Deveria haver um ministério em Brasília dedicado apenas às mães pobres das periferias. Não um ministério a mais, mas um que substitua qualquer desses criados só para dar a políticos empregos e oportunidades não republicanas.

LUTA PELOS FILHOS – Não sou candidato a nada, e nem é Dia das Mães, mas o carrossel de imagens delas chorando seus filhos nos jornais e nos programas de notícias das televisões deflagrou a necessidade de falar por elas.

A luta materna para salvar filhotes dos descaminhos da vida criminosa precisa ser conhecida, apoiada e defendida por governos, igrejas ou ONGs. É uma causa que talvez não dê tanta projeção, mas são elas que estão na trincheira onde a luta entre a barbárie e a civilização é travada, todos os dias antes de o sol nascer, entre o parco café da manhã e as despedidas — muitas para sempre.

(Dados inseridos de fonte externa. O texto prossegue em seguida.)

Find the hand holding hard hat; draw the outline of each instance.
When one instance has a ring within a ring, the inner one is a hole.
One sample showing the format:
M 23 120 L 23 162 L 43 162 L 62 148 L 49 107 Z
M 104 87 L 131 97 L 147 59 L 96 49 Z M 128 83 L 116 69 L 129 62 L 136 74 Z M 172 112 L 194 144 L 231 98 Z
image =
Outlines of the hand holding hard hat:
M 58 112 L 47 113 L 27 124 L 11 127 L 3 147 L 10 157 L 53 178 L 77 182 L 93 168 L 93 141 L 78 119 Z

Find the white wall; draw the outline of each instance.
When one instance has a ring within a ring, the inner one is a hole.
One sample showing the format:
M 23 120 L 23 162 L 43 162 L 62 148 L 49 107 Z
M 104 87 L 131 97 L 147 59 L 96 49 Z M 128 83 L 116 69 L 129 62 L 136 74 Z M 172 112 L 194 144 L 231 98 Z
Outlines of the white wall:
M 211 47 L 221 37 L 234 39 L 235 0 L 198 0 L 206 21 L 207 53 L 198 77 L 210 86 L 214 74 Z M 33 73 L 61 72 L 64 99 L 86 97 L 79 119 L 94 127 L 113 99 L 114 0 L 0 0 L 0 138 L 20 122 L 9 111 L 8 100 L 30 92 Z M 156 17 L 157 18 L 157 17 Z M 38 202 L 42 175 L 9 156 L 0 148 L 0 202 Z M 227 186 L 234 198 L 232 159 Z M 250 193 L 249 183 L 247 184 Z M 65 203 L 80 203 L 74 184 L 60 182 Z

Essas mães são a evidência mais concreta da complexidade de quebrar padrões.

INDAGA KAHNEMAN – O prêmio Nobel Daniel Kahneman perguntou numa live se as pessoas fazem escolhas erradas, por isso são pobres, ou se são pobres, por isso fazem escolhas erradas. Ele respondeu que a pobreza realimenta o ciclo de escolhas erradas — e que nem sempre são escolhas.

Pessoas da base da pirâmide vivem em lugares mais perigosos não por escolha, mas por não poder pagar um aluguel em bairros seguros.

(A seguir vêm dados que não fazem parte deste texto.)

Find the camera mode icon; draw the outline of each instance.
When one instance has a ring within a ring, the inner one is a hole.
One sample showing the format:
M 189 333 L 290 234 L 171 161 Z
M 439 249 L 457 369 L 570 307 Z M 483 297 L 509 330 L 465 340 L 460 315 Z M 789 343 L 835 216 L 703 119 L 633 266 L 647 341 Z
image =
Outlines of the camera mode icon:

Sentem muito mais fortemente o peso dos impostos regressivos, como a inflação de alimentos e do transporte, pois esses dois itens do orçamento familiar consomem quase toda a renda.

PESO MUITO MAIOR – Segundo pesquisa do ano passado feita pelo Instituto de Pesquisa Econômica Aplicada (Ipea), esse peso é dez vezes maior que aquele que recai sobre o orçamento das classes mais altas.

As mães da periferia são também testemunhas de uma perplexidade: se é impossível alcançar a igualdade de desempenho entre os próprios filhos e filhas, pessoas nascidas dos mesmos pais e criadas sob o mesmo teto, quão realista é esperar alcançá-la em divisões sociais mais amplas e profundas?